What a great article on Enterprise Analysis that hits the nail on the head for why I have chosen the route I have for my independent consulting business. In addition to speaking and writing, I seek projects close to home that I can be involved in to help the community (and my ability to keep food on the table). I have focused my local marketing on small business instead of pursuing government or big business contacts. This angle will not be lucrative, but I will get more job satisfaction. I want to help small business find and implement solutions that will bring greater value to their business. Seeing even small changes with big benefits is what I call a great day at work.
In regards to pursing opportunities for Enterprise Analysis, I would add make your own. You need a good business case with compelling data and an advocate with influence over the right people.
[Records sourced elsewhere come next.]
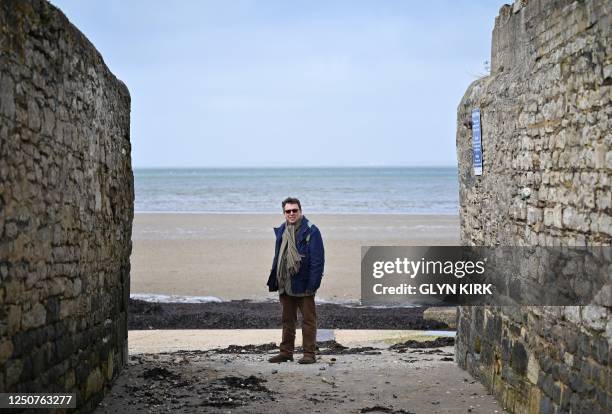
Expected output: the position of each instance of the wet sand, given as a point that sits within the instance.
(229, 255)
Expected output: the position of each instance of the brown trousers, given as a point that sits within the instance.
(289, 318)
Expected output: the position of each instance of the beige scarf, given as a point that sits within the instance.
(288, 258)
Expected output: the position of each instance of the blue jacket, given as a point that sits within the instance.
(310, 246)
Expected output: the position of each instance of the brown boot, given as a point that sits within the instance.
(276, 359)
(307, 359)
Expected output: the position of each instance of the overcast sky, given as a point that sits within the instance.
(279, 83)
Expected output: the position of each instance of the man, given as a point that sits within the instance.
(297, 270)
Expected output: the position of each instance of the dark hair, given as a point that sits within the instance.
(291, 200)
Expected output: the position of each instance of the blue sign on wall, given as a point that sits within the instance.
(476, 142)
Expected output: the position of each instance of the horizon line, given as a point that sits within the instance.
(298, 166)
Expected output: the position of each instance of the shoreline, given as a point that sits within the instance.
(229, 256)
(244, 314)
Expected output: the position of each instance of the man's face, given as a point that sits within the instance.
(292, 213)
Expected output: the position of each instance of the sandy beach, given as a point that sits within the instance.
(229, 255)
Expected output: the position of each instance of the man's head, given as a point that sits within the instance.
(292, 209)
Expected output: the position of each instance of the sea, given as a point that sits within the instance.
(337, 190)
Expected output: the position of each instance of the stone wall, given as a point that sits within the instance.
(547, 134)
(66, 207)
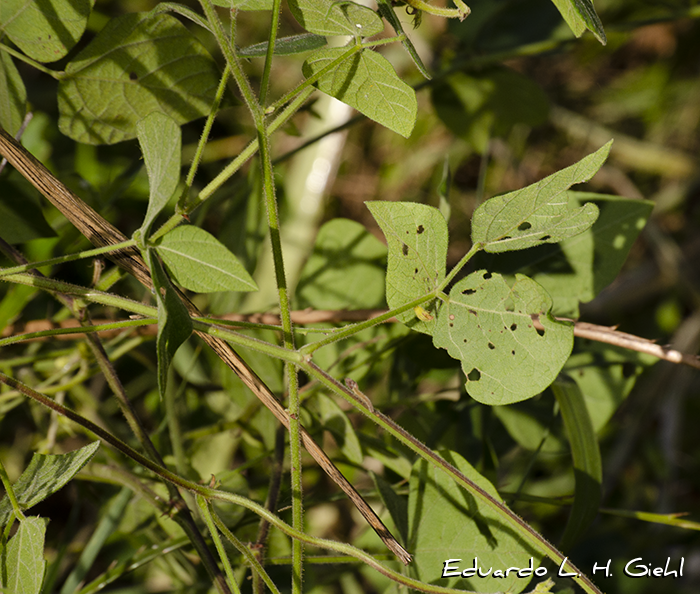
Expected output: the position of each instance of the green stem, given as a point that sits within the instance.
(247, 554)
(468, 256)
(461, 12)
(209, 521)
(77, 330)
(528, 534)
(210, 493)
(314, 78)
(274, 26)
(69, 258)
(206, 131)
(355, 328)
(10, 492)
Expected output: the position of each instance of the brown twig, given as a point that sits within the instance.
(606, 334)
(101, 233)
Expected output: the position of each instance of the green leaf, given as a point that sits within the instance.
(483, 105)
(174, 322)
(585, 454)
(337, 422)
(417, 237)
(137, 64)
(331, 17)
(13, 95)
(577, 269)
(250, 5)
(446, 522)
(346, 269)
(161, 144)
(24, 557)
(367, 82)
(488, 326)
(45, 30)
(286, 46)
(581, 15)
(538, 213)
(45, 475)
(201, 263)
(605, 375)
(386, 9)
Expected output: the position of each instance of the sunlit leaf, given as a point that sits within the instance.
(581, 15)
(416, 235)
(24, 559)
(13, 95)
(386, 9)
(161, 142)
(45, 475)
(334, 17)
(446, 522)
(136, 65)
(367, 82)
(200, 262)
(488, 325)
(540, 212)
(45, 30)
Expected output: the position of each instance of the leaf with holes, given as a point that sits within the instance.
(329, 17)
(540, 212)
(161, 140)
(367, 82)
(581, 15)
(416, 235)
(136, 65)
(490, 327)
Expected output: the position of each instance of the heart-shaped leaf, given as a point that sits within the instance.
(23, 560)
(201, 263)
(44, 29)
(367, 82)
(13, 95)
(174, 322)
(488, 325)
(161, 142)
(581, 15)
(417, 237)
(136, 65)
(333, 17)
(45, 475)
(538, 213)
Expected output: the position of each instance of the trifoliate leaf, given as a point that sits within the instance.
(416, 235)
(367, 82)
(161, 142)
(488, 325)
(201, 263)
(538, 213)
(136, 65)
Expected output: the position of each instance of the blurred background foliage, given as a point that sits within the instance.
(514, 98)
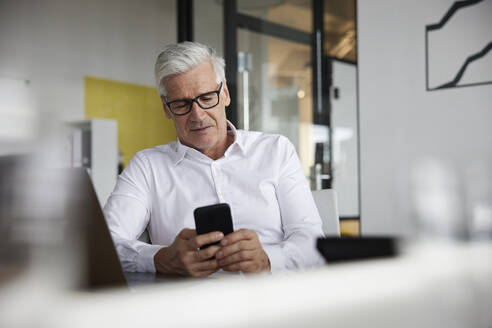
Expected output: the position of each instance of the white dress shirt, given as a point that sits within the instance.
(259, 176)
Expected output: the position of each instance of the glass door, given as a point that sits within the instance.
(291, 70)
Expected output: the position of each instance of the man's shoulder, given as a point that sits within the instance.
(262, 139)
(162, 152)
Look for opportunities to start small and build up to farther reaching success. Find a quick win in your work unit, promote the success as yours (don’t be shy), and then look for opportunities with more impact throughout the organization. Eventually executives will come asking for your help in finding solutions to specific areas of concern.
One skill that a great EA needs is the ability to market and sell a solution. It is often not enough to offer that a solution is correct. The decision makers need to feel passion to take the effort to carry out changes. Think about the advertising pitches you have seen in movies or on TV where a team works day and night coming up with creative ways to sell their advertising idea. They give a powerful presentation doing whatever it takes to land the sale (even singing poorly). We need this energy and dedication with our improvement solutions. Storyboard the “to be”, arrange a demo, anything to go beyond words and invoke emotion.
The story of John Stegner’s Glove Shrine in Switch (Heath and Heath) is an excellent example of this. “What they say was a large expensive table, normally clean or with a few papers, now stacked high with gloves. Each of our executives stared at this display for a minutes. Then each said something like ‘we really buy all these different kinds of gloves?’ …They looked at two gloves that seemed exactly alike, yet one was marked $3.22 and the other $10.55.”
Heath, Chip, and Dan Heath. Switch: how to change things when change is hard. 1st. New York: Crown Publishing Group, 2010.